Skip to content

ADR-0300: vmaf-tune HDR-aware encoding + scoring

  • Status: Accepted (encode-side flags); HDR-VMAF scoring deferred (no fork-local model JSON yet)
  • Date: 2026-05-03
  • Deciders: Lusoris
  • Tags: tooling, vmaf-tune, hdr, codec, ffmpeg, fork-local

Context

vmaf-tune Phase A (ADR-0237) landed an SDR-only grid sweep over libx264 — the encode invocation hardcoded BT.709 / gamma-2.4 assumptions and the score invocation always pointed at vmaf_v0.6.1 (an SDR-trained model). Bucket #9 of the Phase A capability audit (Research-0054, the audit body of PR #354) flagged this as a correctness hazard: feeding a PQ HDR source through the existing pipeline produces (i) muxed encodes that lose their mastering-display + max-CLL SEI metadata, and (ii) VMAF scores that trend artificially low because the SDR model misinterprets the PQ-coded luma curve.

HDR sources are identifiable from container metadata alone — ffprobe surfaces color_transfer (smpte2084 for PQ, arib-std-b67 for HLG), color_primaries (bt2020), and the optional mastering-display + content-light SEI side data.
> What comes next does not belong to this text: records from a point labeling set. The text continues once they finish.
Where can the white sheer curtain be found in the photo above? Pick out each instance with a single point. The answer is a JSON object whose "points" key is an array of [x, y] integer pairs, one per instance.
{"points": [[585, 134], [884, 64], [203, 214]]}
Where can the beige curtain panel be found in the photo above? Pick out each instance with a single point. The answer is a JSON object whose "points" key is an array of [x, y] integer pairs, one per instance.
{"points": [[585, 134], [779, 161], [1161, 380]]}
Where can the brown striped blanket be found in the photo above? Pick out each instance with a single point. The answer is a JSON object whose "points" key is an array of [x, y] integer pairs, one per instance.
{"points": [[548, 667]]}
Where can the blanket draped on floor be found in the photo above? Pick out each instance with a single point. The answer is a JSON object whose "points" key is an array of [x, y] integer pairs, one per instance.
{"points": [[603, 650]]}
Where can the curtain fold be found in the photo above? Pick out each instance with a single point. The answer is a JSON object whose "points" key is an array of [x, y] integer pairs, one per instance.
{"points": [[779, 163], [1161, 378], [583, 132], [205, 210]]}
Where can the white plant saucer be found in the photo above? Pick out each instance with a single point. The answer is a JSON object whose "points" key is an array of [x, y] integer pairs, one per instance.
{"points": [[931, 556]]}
Encoders accept HDR signaling via codec-private flag families (x265 -x265-params, SVT-AV1 -svtav1-params, NVENC -pix_fmt p010le -profile:v main10, container-level -color_* for everyone else). Netflix maintains an HDR-trained VMAF model (vmaf_hdr_v0.6.1.json) in a separate research artifact; it has not been ported into this fork.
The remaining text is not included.